Auszeichnung: 2018 – Thurnau
Laudatio
Es war ganz sicher eine glückliche Fügung, dass dem Stappenbacher Landwirtsehepaar Denzler nach dem ältesten Sohn und fünf Töchtern doch noch ein Junge geboren wurde. Ansonsten hätte nämlich der Erstgeborene später den elterlichen Hof übernehmen müssen. Zweifellos hätte Günther auch einen guten Landwirt abgegeben, auch wenn es ihn schon immer mehr zu den Büchern als zur Ackerscholle gezogen hatte. Aber Landrat und Bezirkstagspräsident wäre er dann wahrscheinlich nicht geworden.
Erst mit dem zweiten männlichen Nachwuchs als potentiellem Hoferben ließ der Vater davon ab, dass der Älteste in seine landwirtschaftlichen Fußstapfen treten solle. Nach einem Schnellkurs in Latein beim Ortspfarrer durfte der Bauernbub tatsächlich aufs Theresianum nach Bamberg, machte sein Abitur und studierte Jura und Politikwissenschaft in Würzburg, Regensburg und Bamberg.

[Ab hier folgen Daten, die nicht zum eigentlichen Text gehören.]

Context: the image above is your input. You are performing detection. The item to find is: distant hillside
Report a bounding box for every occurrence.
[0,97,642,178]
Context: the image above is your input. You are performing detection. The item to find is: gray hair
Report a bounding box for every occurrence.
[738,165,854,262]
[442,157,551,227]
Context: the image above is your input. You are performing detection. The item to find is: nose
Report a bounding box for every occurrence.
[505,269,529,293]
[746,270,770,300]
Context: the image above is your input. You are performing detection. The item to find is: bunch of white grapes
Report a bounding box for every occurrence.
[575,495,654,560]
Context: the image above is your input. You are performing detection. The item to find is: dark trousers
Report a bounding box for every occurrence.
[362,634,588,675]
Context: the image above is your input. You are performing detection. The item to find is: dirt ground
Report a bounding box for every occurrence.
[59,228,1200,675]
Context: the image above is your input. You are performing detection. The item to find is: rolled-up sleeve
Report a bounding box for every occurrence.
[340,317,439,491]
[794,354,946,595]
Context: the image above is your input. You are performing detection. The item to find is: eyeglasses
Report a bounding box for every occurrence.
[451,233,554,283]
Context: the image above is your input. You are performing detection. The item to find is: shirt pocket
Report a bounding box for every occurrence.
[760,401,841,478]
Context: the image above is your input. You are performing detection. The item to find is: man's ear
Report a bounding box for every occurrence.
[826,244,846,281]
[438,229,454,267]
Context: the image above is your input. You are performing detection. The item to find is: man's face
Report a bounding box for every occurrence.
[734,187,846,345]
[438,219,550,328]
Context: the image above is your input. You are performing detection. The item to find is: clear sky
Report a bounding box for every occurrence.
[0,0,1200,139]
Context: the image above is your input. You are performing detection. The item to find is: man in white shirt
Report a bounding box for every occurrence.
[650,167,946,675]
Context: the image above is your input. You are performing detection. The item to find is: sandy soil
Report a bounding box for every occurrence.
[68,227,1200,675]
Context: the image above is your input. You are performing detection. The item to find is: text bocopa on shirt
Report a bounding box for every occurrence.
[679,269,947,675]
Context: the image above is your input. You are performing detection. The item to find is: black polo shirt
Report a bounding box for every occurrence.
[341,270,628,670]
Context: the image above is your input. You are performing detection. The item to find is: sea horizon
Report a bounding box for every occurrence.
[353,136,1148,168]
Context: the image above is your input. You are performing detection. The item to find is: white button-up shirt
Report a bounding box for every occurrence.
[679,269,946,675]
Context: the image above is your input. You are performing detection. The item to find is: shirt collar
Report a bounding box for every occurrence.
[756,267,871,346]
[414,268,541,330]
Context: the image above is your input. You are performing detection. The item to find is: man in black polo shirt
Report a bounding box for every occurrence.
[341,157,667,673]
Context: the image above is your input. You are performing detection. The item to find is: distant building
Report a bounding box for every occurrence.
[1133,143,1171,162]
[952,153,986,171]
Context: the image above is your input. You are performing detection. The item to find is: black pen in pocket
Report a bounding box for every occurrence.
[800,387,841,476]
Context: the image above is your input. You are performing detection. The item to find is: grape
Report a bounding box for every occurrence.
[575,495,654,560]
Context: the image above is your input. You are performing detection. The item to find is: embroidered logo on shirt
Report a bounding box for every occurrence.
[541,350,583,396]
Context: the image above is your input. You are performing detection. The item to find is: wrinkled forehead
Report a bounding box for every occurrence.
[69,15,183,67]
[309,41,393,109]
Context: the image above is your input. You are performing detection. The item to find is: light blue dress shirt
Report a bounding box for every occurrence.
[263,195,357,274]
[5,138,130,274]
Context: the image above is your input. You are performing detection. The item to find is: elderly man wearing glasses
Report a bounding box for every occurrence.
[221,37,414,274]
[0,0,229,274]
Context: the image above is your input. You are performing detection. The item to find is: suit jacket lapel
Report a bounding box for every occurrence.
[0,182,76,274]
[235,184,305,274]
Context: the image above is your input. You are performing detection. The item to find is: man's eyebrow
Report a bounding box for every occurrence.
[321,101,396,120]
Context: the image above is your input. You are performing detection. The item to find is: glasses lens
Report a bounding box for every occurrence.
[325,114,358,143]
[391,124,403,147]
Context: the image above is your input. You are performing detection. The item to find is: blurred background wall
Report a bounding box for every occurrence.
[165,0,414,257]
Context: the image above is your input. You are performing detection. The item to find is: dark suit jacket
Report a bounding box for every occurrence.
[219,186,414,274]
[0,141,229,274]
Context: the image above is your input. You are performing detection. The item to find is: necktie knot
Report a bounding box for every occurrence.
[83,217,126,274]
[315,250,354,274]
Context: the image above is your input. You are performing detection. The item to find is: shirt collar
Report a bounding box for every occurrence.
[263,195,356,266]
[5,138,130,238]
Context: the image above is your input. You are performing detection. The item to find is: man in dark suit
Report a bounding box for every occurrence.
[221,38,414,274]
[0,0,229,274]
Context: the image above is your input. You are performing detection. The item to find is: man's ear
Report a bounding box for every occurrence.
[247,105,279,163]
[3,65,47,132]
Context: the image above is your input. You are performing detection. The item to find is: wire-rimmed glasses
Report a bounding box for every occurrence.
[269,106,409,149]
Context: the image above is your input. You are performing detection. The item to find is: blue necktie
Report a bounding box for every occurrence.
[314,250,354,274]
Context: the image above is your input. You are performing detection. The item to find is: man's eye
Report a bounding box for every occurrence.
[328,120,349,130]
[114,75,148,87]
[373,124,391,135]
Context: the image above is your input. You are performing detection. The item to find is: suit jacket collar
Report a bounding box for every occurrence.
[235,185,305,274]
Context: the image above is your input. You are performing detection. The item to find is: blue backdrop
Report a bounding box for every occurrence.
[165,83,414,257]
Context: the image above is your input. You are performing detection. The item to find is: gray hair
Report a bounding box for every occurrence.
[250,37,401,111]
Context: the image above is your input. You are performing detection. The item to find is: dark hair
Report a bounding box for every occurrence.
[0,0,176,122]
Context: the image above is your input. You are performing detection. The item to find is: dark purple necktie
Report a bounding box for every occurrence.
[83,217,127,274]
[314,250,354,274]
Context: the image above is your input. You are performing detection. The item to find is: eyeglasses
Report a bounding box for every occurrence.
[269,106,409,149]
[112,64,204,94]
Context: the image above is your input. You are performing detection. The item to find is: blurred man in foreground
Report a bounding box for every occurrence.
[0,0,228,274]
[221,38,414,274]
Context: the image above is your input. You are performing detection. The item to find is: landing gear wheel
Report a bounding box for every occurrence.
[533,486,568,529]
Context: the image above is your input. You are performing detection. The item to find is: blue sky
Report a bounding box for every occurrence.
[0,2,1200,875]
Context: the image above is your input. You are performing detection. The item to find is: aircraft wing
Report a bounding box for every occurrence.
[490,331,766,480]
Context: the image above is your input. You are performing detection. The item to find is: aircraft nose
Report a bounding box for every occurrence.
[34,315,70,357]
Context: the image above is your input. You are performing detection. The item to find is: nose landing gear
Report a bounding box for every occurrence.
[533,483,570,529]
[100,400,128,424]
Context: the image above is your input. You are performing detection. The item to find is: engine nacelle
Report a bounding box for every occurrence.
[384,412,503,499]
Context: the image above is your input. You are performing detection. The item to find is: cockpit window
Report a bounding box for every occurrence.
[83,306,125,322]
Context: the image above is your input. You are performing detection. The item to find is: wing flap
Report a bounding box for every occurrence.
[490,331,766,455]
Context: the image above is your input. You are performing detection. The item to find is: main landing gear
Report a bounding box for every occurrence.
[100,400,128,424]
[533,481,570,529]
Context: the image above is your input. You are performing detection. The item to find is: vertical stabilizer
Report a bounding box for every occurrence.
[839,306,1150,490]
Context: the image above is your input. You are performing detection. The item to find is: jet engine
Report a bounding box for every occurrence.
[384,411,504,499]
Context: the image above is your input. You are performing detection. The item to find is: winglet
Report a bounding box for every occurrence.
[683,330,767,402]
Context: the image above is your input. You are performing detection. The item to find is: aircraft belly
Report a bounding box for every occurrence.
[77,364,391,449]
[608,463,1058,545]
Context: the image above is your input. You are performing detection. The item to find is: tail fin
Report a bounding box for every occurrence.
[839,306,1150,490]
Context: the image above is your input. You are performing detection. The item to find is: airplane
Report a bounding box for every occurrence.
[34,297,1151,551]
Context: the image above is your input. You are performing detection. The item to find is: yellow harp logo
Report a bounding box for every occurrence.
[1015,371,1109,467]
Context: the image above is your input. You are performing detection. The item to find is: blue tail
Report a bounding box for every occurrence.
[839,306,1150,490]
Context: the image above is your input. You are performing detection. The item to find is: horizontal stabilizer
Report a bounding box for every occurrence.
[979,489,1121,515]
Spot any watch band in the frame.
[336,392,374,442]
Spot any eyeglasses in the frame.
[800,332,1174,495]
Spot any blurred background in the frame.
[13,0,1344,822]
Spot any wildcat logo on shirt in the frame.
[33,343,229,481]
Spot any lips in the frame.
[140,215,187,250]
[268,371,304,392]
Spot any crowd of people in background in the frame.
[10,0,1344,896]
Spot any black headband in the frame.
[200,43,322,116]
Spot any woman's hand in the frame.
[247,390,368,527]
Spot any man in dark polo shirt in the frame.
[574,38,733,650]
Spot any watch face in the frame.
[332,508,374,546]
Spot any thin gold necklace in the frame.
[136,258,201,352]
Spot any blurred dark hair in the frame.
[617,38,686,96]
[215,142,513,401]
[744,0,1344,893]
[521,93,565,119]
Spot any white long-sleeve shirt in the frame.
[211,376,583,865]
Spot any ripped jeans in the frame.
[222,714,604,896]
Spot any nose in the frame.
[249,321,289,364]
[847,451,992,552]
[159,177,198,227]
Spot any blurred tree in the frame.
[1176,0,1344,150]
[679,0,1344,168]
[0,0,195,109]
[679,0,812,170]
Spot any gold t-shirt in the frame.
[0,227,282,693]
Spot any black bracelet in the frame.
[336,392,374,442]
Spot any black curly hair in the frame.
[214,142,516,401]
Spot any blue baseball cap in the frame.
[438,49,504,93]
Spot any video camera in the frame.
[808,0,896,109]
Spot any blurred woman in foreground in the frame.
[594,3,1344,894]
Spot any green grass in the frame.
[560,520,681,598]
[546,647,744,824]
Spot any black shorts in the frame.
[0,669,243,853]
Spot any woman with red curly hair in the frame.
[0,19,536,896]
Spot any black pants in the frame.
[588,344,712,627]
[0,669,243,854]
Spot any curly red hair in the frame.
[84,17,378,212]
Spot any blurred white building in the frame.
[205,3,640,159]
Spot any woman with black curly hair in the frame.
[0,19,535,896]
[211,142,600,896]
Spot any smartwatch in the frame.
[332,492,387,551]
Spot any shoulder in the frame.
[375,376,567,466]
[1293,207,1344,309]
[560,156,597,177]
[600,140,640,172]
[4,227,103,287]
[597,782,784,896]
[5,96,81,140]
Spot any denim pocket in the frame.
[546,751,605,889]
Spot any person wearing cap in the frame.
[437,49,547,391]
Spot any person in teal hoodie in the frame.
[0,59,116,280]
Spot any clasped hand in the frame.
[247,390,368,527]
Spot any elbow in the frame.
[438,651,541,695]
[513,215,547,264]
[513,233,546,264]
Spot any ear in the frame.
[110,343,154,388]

Der oberfränkische Bezirksheimatpfleger Professor Dippold hat die Schilderung der ersten Lebenswende Günther Denzlers mit dem durchaus mutigen Schritt aufs Gymnasium in einem Schulaufsatz des damals Zwölfjährigen entdeckt. Ihr sollten noch einige weitere Wendungen folgen. Die beruflichen Stationen an der Regierung, am Landratsamt Bamberg und an der Otto-Friedrich Universität ließen eine Laufbahn im höheren Verwaltungsdienst erwarten. Aber dann bog er doch noch einmal ab und startete in der Kommunalpolitik durch, was ihn zunächst bis auf den Chefsessel des Bamberger Landratsamtes brachte.
Das Wendige ist eines der hervorstechenden Charaktermerkmale des gewürfelten Franken. Gemeint ist damit nicht ein zögerliches Wanken nach links und nach rechts, sondern ganz im Gegenteil Mut und Entschlossenheit, um sich wechselnden Situationen anzupassen und neue Herausforderungen anzunehmen. Für einen Landrat, der sich tagtäglich in einem Geflecht unterschiedlichster Interessen und Begehren bewähren muss, gehört das fränkisch Wendige per se zum notwendigen Handwerkszeug. Erst recht aber für einen wie Dr. Günther Denzler, der dann sogar noch zusätzlich zum Bezirkstagspräsidenten gewählt wurde.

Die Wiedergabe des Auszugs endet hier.